In other news, I've had my very first post-op NSV (non-scale victory). I have an entire drawer full of t-shirts that fit me a long long time ago, but I never wear them anymore because they were 2XLs and while I could squeeze into them, it just wasn't comfortable. Well, I pulled one of those shirts out of my drawer for the first time this past weekend and not only did it fit PERFECTLY, with a little room to spare, it felt like it wouldn't be long before it was too big. All of my 3XL t-shirts are now solely shirts to wear around the house because they're just too big. It has been a very long time since anything I've owned was too big. Derek was fiddling around in our coat closet yesterday and pulled out my 4X winter coat from last year, which I had honestly completely forgotten about because I basically never wear a coat, ever. He mentioned how I wouldn't be wearing it this year and I started to object, but... no. He's right. Even if I don't lose one single pound more, it is officially a puffy tent and will not suffice. HOORAY!
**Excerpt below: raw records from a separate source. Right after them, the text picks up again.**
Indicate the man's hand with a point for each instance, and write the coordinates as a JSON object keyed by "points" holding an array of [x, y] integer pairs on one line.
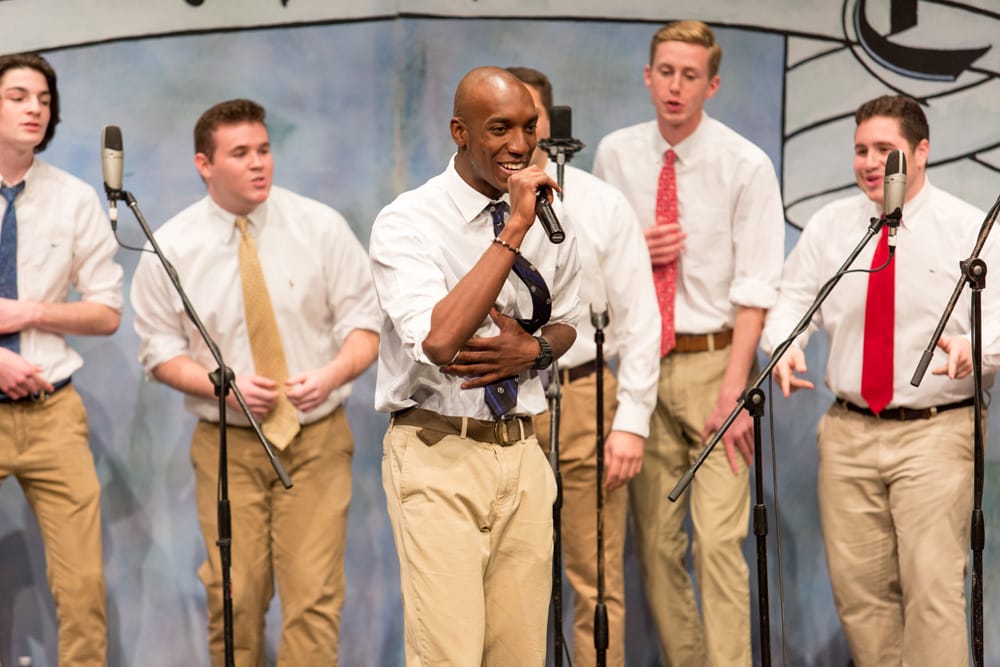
{"points": [[485, 360], [739, 437], [622, 458], [18, 378], [791, 362], [665, 243], [959, 351], [260, 393]]}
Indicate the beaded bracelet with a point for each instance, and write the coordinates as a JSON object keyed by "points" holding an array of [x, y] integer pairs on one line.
{"points": [[500, 241]]}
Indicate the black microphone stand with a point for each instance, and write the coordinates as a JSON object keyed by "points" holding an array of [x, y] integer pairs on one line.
{"points": [[753, 401], [973, 275], [554, 395], [223, 380], [600, 320]]}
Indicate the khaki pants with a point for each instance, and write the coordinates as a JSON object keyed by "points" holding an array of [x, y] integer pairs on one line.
{"points": [[295, 537], [578, 468], [472, 522], [719, 503], [895, 503], [46, 447]]}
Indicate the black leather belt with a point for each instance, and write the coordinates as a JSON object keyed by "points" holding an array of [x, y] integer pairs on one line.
{"points": [[906, 414], [433, 427], [38, 396]]}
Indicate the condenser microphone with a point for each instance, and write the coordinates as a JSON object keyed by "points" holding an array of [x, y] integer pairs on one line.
{"points": [[545, 215], [112, 157], [894, 192]]}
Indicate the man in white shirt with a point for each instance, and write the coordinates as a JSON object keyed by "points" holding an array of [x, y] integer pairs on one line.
{"points": [[473, 303], [616, 277], [318, 292], [709, 203], [54, 236], [895, 467]]}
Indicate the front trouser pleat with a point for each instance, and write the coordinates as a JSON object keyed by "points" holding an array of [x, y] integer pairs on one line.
{"points": [[578, 468], [719, 502], [45, 445], [895, 500], [292, 536], [472, 524]]}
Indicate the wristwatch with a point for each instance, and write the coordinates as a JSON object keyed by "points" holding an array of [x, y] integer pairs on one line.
{"points": [[544, 358]]}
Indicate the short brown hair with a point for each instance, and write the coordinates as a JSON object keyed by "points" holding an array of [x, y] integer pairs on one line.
{"points": [[912, 121], [41, 65], [690, 32], [536, 79], [230, 112]]}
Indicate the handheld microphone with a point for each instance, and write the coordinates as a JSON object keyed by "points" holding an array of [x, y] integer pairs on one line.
{"points": [[894, 192], [112, 157], [545, 214]]}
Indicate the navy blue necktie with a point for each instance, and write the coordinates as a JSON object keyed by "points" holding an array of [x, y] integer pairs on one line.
{"points": [[501, 396], [8, 260]]}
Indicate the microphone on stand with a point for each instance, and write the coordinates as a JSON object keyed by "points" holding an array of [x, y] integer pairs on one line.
{"points": [[894, 192], [112, 158]]}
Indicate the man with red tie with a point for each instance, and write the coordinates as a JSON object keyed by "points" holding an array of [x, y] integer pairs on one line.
{"points": [[895, 461], [710, 205]]}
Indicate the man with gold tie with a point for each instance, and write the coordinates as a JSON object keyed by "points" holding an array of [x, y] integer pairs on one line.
{"points": [[285, 290], [709, 202]]}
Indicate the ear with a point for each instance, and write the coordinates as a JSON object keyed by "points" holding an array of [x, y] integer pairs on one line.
{"points": [[203, 165], [459, 133]]}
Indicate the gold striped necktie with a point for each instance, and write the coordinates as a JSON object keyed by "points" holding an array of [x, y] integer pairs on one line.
{"points": [[282, 423]]}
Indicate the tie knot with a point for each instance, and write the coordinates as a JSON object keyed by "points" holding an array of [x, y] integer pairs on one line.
{"points": [[498, 210], [11, 191]]}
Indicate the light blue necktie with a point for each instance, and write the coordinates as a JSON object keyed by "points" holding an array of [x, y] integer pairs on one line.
{"points": [[8, 260]]}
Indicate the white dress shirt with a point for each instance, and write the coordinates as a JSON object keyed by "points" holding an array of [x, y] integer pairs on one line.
{"points": [[729, 205], [616, 276], [422, 244], [317, 276], [938, 231], [64, 239]]}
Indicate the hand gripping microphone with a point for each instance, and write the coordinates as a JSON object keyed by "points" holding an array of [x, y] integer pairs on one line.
{"points": [[894, 192], [545, 215], [112, 156]]}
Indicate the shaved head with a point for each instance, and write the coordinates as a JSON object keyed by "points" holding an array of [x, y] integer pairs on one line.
{"points": [[493, 128]]}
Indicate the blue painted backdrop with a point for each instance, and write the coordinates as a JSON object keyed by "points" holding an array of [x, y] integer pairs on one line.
{"points": [[358, 112]]}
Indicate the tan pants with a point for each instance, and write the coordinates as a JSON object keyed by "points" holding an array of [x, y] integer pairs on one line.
{"points": [[295, 537], [578, 468], [45, 446], [472, 523], [895, 503], [719, 503]]}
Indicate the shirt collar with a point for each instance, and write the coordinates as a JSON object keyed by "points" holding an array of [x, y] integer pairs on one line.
{"points": [[470, 202]]}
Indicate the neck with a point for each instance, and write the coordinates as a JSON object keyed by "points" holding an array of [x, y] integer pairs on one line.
{"points": [[14, 164]]}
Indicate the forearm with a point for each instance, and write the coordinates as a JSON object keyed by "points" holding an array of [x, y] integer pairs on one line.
{"points": [[77, 318], [746, 333]]}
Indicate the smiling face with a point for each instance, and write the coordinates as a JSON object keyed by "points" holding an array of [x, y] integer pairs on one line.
{"points": [[238, 173], [679, 82], [24, 109], [494, 129], [874, 139]]}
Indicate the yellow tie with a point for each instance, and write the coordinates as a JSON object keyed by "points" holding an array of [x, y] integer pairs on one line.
{"points": [[282, 423]]}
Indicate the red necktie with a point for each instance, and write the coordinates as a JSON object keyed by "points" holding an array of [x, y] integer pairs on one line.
{"points": [[665, 277], [876, 369]]}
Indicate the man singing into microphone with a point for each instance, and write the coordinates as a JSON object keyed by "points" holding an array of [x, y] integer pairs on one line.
{"points": [[285, 290], [54, 236], [895, 461], [475, 300]]}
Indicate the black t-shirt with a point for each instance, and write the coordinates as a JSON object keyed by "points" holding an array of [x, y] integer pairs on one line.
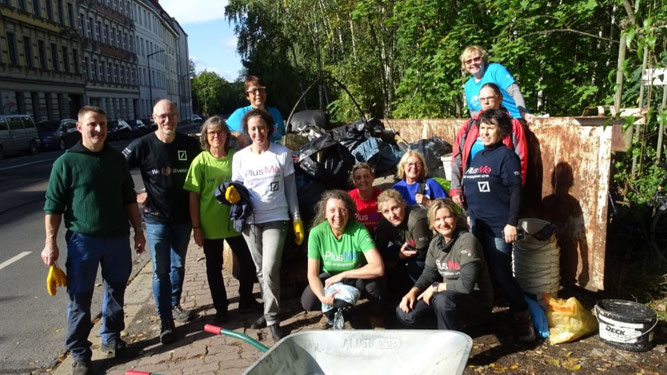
{"points": [[487, 183], [163, 168]]}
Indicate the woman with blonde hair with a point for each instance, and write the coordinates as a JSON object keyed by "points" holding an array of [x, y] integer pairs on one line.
{"points": [[455, 287], [210, 219], [414, 187]]}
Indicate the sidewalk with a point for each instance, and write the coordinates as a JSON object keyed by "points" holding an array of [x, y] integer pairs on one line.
{"points": [[195, 352]]}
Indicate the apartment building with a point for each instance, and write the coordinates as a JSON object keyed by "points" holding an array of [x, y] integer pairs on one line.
{"points": [[40, 55]]}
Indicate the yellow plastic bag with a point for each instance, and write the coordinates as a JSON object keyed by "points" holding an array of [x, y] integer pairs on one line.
{"points": [[568, 319]]}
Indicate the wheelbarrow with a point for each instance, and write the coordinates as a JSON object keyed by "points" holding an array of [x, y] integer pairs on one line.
{"points": [[360, 352]]}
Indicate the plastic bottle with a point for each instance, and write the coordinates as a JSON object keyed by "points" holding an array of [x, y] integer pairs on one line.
{"points": [[339, 321]]}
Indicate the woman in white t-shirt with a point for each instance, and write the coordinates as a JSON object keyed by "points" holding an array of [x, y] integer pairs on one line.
{"points": [[267, 171]]}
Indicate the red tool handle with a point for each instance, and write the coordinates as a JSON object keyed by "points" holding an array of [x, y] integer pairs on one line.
{"points": [[212, 329]]}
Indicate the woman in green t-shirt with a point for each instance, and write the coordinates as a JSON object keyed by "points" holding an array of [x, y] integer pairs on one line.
{"points": [[340, 249], [210, 219]]}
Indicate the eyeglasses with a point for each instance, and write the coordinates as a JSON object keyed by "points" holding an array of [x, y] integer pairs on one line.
{"points": [[474, 59], [258, 90]]}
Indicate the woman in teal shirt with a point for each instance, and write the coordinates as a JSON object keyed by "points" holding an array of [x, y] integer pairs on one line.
{"points": [[210, 219], [340, 249]]}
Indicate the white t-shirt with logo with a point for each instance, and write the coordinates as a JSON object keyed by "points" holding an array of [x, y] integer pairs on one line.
{"points": [[264, 177]]}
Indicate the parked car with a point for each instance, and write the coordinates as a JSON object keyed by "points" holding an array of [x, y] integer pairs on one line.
{"points": [[17, 134], [58, 134], [119, 129], [138, 128]]}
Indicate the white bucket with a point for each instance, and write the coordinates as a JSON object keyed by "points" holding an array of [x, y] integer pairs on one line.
{"points": [[447, 164]]}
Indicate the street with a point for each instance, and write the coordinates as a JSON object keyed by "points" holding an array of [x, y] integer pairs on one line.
{"points": [[33, 324]]}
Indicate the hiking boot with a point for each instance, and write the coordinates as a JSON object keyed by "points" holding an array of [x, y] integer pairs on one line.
{"points": [[524, 327], [82, 368], [324, 323], [180, 314], [250, 306], [114, 348], [167, 332], [376, 321], [259, 323], [276, 332]]}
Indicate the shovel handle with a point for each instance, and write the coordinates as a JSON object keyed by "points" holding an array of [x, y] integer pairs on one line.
{"points": [[228, 332]]}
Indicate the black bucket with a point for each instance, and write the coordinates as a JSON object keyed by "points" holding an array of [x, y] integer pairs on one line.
{"points": [[626, 324]]}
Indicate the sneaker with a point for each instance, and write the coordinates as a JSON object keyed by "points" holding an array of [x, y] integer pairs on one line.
{"points": [[376, 321], [259, 323], [250, 306], [167, 332], [82, 368], [276, 332], [324, 323], [114, 348], [180, 314], [524, 327]]}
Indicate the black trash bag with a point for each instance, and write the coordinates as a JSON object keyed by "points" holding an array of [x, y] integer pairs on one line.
{"points": [[309, 192], [432, 149], [356, 133], [327, 161], [304, 121], [382, 156]]}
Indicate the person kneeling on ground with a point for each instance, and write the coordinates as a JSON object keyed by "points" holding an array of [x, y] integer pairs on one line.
{"points": [[464, 296], [338, 247]]}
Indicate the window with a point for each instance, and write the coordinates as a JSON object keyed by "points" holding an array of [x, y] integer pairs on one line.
{"points": [[70, 14], [42, 54], [65, 59], [61, 15], [11, 48], [49, 10], [36, 7], [27, 49], [54, 57], [75, 58]]}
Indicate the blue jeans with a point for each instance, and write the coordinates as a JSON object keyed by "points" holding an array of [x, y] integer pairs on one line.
{"points": [[498, 254], [168, 245], [84, 254]]}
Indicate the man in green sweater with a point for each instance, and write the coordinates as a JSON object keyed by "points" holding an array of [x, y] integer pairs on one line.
{"points": [[91, 186]]}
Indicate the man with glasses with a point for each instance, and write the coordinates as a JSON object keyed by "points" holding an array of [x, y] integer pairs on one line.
{"points": [[164, 158], [255, 92]]}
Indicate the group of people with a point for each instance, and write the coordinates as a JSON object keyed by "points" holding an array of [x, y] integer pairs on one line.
{"points": [[408, 249]]}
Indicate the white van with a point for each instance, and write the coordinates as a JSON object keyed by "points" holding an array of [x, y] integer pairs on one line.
{"points": [[17, 134]]}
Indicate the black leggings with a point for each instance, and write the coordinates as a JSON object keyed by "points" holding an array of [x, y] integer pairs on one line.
{"points": [[373, 289]]}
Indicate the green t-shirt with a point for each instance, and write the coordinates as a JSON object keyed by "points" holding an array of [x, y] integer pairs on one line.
{"points": [[338, 255], [205, 174]]}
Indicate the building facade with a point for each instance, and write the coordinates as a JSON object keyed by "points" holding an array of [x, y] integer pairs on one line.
{"points": [[40, 55], [109, 57]]}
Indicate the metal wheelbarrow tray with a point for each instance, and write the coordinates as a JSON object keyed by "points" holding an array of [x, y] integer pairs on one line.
{"points": [[365, 352]]}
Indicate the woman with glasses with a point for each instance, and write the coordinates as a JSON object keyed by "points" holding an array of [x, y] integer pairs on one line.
{"points": [[210, 219], [414, 187], [475, 60], [468, 142], [255, 92]]}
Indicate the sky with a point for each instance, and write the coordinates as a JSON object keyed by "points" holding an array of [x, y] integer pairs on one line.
{"points": [[211, 39]]}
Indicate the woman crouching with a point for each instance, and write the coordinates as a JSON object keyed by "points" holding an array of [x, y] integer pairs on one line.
{"points": [[340, 250], [455, 285]]}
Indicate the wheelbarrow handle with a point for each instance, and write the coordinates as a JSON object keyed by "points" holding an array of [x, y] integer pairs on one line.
{"points": [[228, 332]]}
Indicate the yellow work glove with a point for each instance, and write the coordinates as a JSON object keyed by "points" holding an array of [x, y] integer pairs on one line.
{"points": [[232, 195], [298, 231], [54, 279]]}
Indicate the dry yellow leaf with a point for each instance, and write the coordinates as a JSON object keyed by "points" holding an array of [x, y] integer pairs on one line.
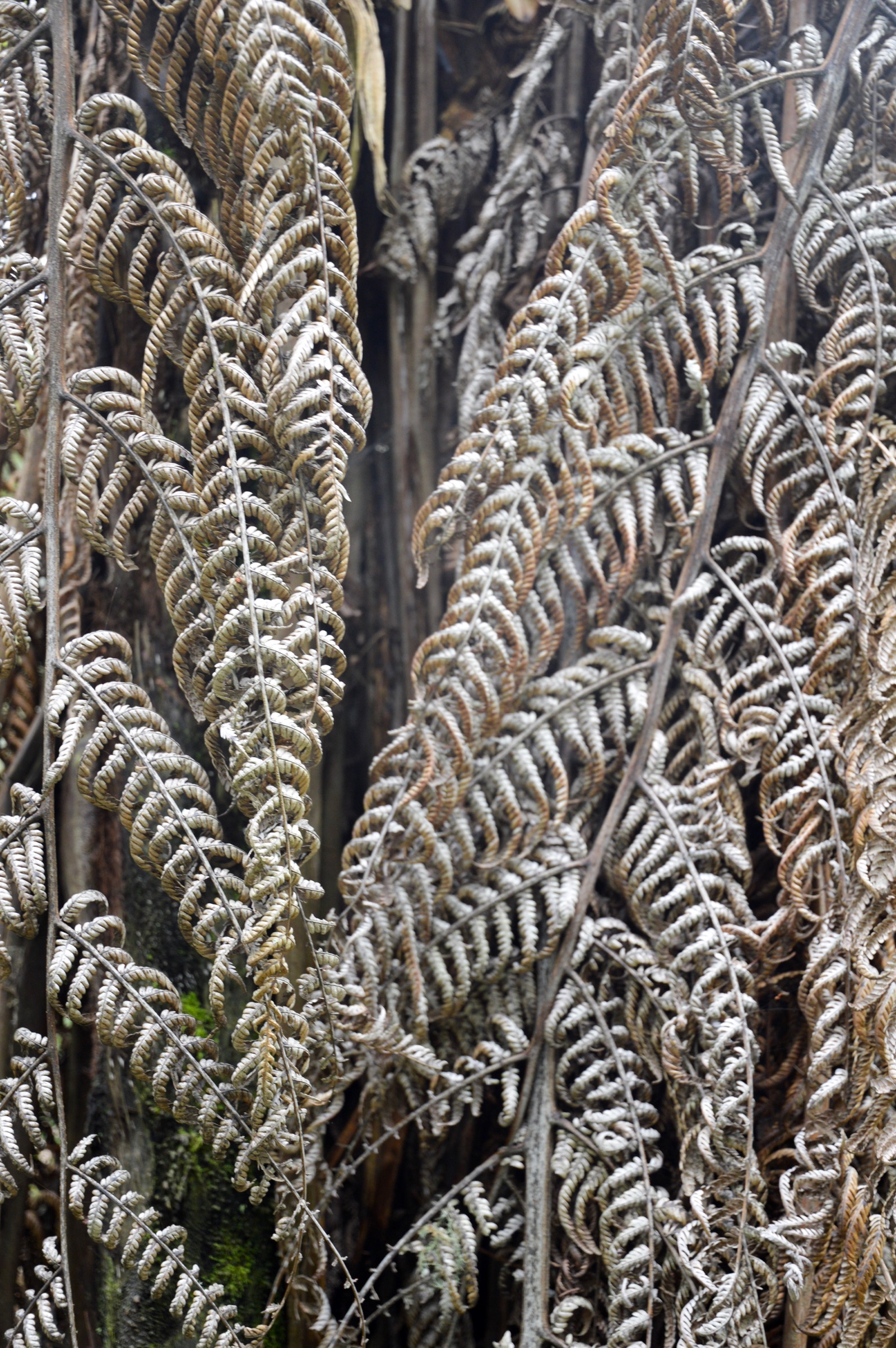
{"points": [[370, 80], [522, 10]]}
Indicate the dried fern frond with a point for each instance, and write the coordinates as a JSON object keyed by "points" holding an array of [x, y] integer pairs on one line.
{"points": [[45, 1312], [27, 1101], [130, 763]]}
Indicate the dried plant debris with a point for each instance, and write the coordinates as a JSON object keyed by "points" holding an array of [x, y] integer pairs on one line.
{"points": [[646, 785]]}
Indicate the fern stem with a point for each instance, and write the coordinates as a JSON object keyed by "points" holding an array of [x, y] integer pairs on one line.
{"points": [[62, 95]]}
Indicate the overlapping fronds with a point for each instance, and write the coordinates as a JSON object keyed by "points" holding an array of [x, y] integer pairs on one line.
{"points": [[26, 1110], [610, 1000]]}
In the interest of keeping this from getting too long, here's what you've been waiting for. The first PHOTO UPDATE, with my most up-to-date "after" photo. The far left is me at my highest weight in 2018; middle is the start of the pre-op diet in mid-April, and the far right is this past weekend, right after I put on the t-shirt I hadn't worn in years. (Please ignore how exhausted I look. I am, in fact, exhausted... but let's just ignore it here, k?)
The deets:
HW: 346
SW (program): 308
SW (pre-op): 282.6
SW (surgery day): 272.3
CW (5/20/22): 262.4
Loss to date: 83.6 from highest; 20.2 from pre-op; 9.9 (ugh, seriously?!) from surgery.
I've been kinda bummed that I've only lost ~10 pounds since surgery, but I know that my body is still trying to get its shit together. When I consider the fact that I've lost 20 pounds in just slightly over a month, which from that perspective is fucking BONKERS, I feel a little better. Also, I started my first post-op period this week and I'm navigating the whole concept of understanding how my weight fluctuates during my period thing, because my cycle has never been consistent enough to keep track. If it weren't so fucking annoying, I'd call this an NSV too. But for now it's just annoying.

More to come! And I promise it won't take two weeks this time!